Kaggle is currently the best place for stragglers to use real data for machine learning practices, with real data and a large number of experienced contestants, as well as a good discussion sharing atmosphere.
Tree-based boosting/ensemble method has achieved good results in actual combat, and Chen Tianchi provides high-quality algorithm implementation Xgboost also makes it easier and more efficient to build a solution based on this method, and many of the winning schemes of the game use Xgboost.
This article records a complete (abbreviated but complete) process of giving a full model from scratch to the final use of xgboost, if you have some basic concepts of machine learning, but do not live on actual data, then this article may be right for you:). Combat, Homesite competition
If you do not smell it, you cannot smell it, but if you do not know it, you do not know it.
--Xun Zi
So we start a specific game, Homesite competition, this competition is the insurance company based on previous user information and insurance quotes, and finally whether to buy insurance data, hoping to finally get a classification model, based on user information and quotes, predict whether the user will purchase the single insurance.

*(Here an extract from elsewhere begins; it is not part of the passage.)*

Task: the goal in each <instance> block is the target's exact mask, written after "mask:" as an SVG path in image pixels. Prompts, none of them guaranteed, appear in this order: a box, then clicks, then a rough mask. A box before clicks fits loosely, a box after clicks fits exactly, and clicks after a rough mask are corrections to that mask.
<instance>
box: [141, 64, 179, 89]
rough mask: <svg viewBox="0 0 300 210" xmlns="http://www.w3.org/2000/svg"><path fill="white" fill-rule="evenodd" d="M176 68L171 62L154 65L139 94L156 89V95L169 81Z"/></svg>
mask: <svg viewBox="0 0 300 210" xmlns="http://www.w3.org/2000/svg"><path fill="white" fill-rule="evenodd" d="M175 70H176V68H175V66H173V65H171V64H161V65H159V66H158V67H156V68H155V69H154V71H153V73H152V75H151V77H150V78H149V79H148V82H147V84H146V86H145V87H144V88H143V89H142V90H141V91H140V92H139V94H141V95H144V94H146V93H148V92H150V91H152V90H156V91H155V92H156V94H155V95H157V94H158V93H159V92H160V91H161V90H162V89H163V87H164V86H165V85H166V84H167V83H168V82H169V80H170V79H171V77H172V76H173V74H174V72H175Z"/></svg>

There are a lot of contestants who will release their code for your reference (in Kaggle, the code for sharing the discussion is called a kernel). Let's start with a xgboost-based code that is simple but works fine.

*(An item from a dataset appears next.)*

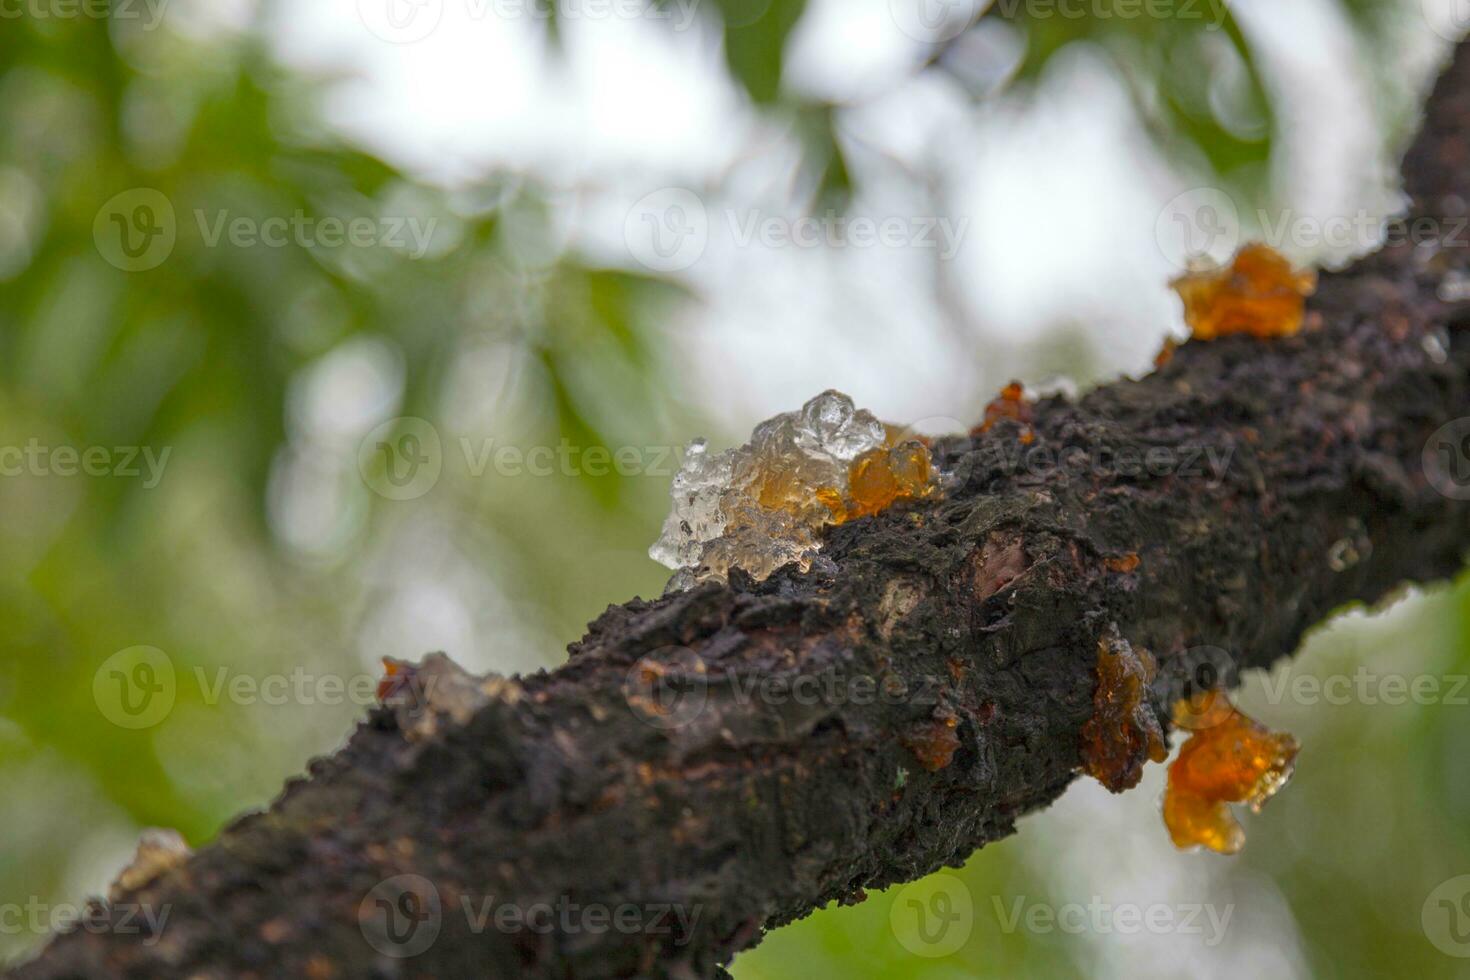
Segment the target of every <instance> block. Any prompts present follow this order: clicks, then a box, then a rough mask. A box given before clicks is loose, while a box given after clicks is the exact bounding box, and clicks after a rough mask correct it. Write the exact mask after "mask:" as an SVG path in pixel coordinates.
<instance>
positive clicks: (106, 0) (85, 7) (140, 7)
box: [0, 0, 172, 31]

After downloading the required data for Homesite competition and the kernel code mentioned earlier, the structure of each file is as follows:
Required Documents
If you have installed NumPy, Scikit-learn, Pandas, xgboost and other required packages, then enter the SRC folder to run the code can produce a result. Code Explanation
A line of detailed introduction is too verbose, pick some important part of the note: Read the data
The first is to import the required packages, then read the data and see what the data looks like:
Read data to remove meaningless feature
Quotenumber is only used to identify a property of each business, without any physical meaning, can be safely removed from the feature, without fear of affecting the training of the model effect:
Remove a column of unused properties convert feature to a more physically meaningful format
The date in the discovery data is just STR, and we need to convert it to datetime:
Check Date Properties
Convert Date to DateTime
If we turn DateTime into a year and a month, it is a better feature for physical meaning:
Convert datetime to Month day
You can then remove the datetime column:
Remove datetime column check missing value
In fact, this step should be done earlier, but the data involved in this article has not much impact.

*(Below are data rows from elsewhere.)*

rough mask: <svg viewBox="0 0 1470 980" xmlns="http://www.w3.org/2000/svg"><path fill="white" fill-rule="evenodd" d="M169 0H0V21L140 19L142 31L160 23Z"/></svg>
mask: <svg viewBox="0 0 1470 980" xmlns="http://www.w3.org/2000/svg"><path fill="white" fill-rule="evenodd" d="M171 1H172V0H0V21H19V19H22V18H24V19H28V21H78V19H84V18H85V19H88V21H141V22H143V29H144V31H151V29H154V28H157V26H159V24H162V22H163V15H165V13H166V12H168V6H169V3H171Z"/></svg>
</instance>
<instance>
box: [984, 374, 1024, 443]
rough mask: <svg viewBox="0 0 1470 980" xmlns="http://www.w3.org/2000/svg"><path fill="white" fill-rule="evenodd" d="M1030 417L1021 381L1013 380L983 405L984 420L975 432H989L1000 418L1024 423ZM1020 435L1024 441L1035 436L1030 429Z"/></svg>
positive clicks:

There are indeed missing values in the discovery data,
Check if there are missing values
See where these missing data are, and what they look like:
See where the missing values are.
Although Xgboost built-in to the missing value of the processing, but more reasonable processing always need specific data specific analysis, you can see detailed data cleaning/visualization This kernel is how to deal with the missing values.
Here is a simple process, fill in all the missing values with an unlikely value:
Simple padding missing values, here of course, can do more meticulous processing, such as the number of data types to fill in the number, but in this task does not affect the nature of the class feature do Labelencode
Many of the features in real-world data are not numeric types, but category types, such as red/blue/white, although decision trees are naturally adept at dealing with the characteristics of category types, but we still need to convert the original string value to the category number.
found that the feature in train and test are not consistent, and the Quoteconversion_flag attribute in train is not in test (the Quoteconversion_flag here indicates whether the business is finally made, test_ The set should certainly not have this attribute, or let you predict what),
Properties of trainset and Testset show
The other properties are the same:
The difference is limited to Quoteconverion_flag
Do Labelencode for features of non-numeric types:
Labelencode
When done, the string is converted to the category number:
Attributes after labelencoding use CV (cross validation) to do the XGB classifier model's assistant
Use CV to tune the parameters, of course, the parameter space is your own choice:
CV, Stratifiedkfold retains the proportion of positive and negative samples in each fold consistent with that ratio in the sample complete
To export the final result:
Output Best Model
Of course you can also see how the model behaves under each parameter:
Comparison of model results under each parameter
Here, basically completed the time, although the brief, but also the general complete data analysis in combat.